2012/9/26 Tim Starling <tstarl...@wikimedia.org>:
> On 26/09/12 03:54, Tyler Romeo wrote:
>> This looks pretty interesting. Is there a reason we don't just put this in
>> the core?
>
> It has about 50 lines of useful code wrapped in 1600 lines of
> abstraction. I don't think it is the sort of style we want in the core.

I am sorry, but I find this comment a bit harsh, and just wanted to
deliver some data on that. Maybe it was meant as a hyperbole, in which
case I apologize for not treating it as such.

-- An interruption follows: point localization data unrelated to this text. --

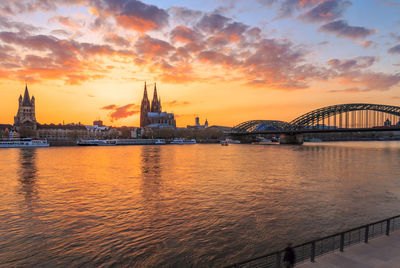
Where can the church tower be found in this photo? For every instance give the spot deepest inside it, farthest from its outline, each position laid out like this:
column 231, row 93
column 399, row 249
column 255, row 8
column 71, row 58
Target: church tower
column 155, row 103
column 26, row 116
column 144, row 108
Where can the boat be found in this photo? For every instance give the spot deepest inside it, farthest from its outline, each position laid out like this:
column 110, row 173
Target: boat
column 24, row 143
column 160, row 142
column 183, row 141
column 233, row 141
column 114, row 142
column 224, row 143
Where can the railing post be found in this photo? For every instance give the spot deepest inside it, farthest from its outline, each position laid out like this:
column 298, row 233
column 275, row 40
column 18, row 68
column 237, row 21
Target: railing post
column 312, row 251
column 387, row 226
column 278, row 259
column 341, row 242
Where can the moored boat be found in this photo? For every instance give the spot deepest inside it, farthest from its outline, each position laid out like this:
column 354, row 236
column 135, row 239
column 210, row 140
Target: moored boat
column 24, row 143
column 182, row 141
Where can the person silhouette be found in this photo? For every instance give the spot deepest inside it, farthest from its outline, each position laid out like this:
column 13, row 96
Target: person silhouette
column 289, row 258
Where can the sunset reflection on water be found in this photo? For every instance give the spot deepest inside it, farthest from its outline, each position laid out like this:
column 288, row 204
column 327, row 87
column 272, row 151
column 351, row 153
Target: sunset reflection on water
column 200, row 205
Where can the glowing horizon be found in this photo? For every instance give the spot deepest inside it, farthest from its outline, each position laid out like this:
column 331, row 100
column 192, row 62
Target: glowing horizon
column 225, row 61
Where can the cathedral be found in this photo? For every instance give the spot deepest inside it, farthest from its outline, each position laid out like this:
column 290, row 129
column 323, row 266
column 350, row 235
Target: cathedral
column 151, row 115
column 25, row 117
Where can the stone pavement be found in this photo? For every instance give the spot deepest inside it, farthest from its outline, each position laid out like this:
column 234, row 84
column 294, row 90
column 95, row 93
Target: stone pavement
column 382, row 252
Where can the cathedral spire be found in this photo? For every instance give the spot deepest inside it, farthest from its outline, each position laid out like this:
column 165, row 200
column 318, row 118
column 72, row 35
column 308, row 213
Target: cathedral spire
column 145, row 91
column 27, row 100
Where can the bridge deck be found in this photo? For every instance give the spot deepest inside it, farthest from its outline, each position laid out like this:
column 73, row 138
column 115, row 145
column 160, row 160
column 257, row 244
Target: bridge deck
column 382, row 252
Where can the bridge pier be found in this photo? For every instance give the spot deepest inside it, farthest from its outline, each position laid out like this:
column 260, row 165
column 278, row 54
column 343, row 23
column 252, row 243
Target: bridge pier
column 289, row 138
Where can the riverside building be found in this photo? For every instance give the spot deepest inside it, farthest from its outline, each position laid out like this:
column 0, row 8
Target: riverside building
column 152, row 115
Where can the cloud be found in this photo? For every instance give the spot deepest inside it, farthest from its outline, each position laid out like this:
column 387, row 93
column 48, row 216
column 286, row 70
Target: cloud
column 349, row 90
column 51, row 58
column 341, row 29
column 211, row 23
column 394, row 50
column 185, row 15
column 326, row 11
column 354, row 64
column 175, row 103
column 69, row 22
column 147, row 47
column 368, row 43
column 122, row 111
column 370, row 80
column 21, row 27
column 115, row 39
column 185, row 35
column 133, row 14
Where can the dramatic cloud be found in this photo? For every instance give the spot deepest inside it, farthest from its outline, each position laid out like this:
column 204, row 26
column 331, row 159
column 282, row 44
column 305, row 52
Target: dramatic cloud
column 350, row 90
column 326, row 11
column 185, row 15
column 368, row 43
column 133, row 14
column 53, row 58
column 175, row 103
column 211, row 23
column 21, row 27
column 69, row 22
column 185, row 35
column 341, row 29
column 121, row 112
column 370, row 80
column 354, row 64
column 148, row 47
column 116, row 40
column 394, row 50
column 287, row 7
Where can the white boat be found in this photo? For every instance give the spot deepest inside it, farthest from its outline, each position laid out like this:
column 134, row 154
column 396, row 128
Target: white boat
column 232, row 141
column 114, row 142
column 182, row 141
column 24, row 143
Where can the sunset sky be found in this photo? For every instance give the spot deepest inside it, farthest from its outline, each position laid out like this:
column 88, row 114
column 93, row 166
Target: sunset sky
column 225, row 60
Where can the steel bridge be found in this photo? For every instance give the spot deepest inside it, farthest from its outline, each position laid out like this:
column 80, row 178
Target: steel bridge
column 335, row 118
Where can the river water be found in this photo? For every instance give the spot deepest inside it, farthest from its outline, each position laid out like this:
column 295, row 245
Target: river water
column 186, row 205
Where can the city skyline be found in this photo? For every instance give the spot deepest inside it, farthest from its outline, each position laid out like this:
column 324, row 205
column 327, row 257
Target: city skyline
column 226, row 61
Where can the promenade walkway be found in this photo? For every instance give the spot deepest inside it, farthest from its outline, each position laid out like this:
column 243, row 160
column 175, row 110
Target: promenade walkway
column 382, row 252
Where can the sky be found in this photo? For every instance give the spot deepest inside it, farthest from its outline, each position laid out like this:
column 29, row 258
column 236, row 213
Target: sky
column 227, row 61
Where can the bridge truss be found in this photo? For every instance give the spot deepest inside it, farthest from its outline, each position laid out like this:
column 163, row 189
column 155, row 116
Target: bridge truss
column 260, row 126
column 354, row 115
column 343, row 116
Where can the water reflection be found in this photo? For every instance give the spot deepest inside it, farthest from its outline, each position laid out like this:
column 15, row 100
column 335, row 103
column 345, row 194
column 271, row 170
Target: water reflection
column 151, row 170
column 28, row 175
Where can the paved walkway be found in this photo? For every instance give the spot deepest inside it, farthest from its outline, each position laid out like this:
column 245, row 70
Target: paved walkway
column 382, row 252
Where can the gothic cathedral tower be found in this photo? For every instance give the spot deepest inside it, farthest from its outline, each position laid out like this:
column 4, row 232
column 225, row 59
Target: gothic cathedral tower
column 144, row 108
column 155, row 103
column 26, row 117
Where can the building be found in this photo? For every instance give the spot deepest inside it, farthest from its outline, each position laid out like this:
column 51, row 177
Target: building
column 152, row 115
column 197, row 124
column 26, row 115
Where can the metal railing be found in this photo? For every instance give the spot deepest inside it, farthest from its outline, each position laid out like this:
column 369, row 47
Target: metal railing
column 315, row 248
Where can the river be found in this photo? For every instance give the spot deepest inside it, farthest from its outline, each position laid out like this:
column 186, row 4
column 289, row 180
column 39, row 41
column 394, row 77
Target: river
column 202, row 205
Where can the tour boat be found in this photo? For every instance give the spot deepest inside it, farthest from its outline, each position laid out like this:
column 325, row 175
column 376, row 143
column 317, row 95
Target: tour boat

The extension has, altogether 2846 total lines of code in 24 files, of
which 332 lines are blank, 1328 lines are comments, and 1186 are
physical lines of code.

Of the latter 1186, 641 are tests. I find that commendable.
(That leaves us with 1663 total lines of code, which are probably the
1600 from the original comment)

Another 148 physical lines go to initializing the extension and
internationalization.

Remain 402 physical lines of code.

Now, one might discuss the suitability of using interfaces in PHP, but
we have that in core: IDBAccessObject, ICacheHelper, IDeviceDetector,
and a few others. Not many, but they exist. Anyway, the two interface
classes account for only 18 physical lines of code anyway.
The only 18 lines a user of the extension needs to care about.

One might discuss the suitability of using a class hierarchy to
represent different DiffOps. But then again, that is the same class
design as in the DairikiDiff engine, included in core as well.

There sure are other design choices that can be discussed. But the
picture painted above was exaggerated, and I merely wanted to add some
data to it.

Cheers,
Denny


P.S.: terminology: "total lines of code" - lines in all code files,
"physical lines of code" every line that has at least one non-comment
or non-whitespace character. All numbers according to cloc.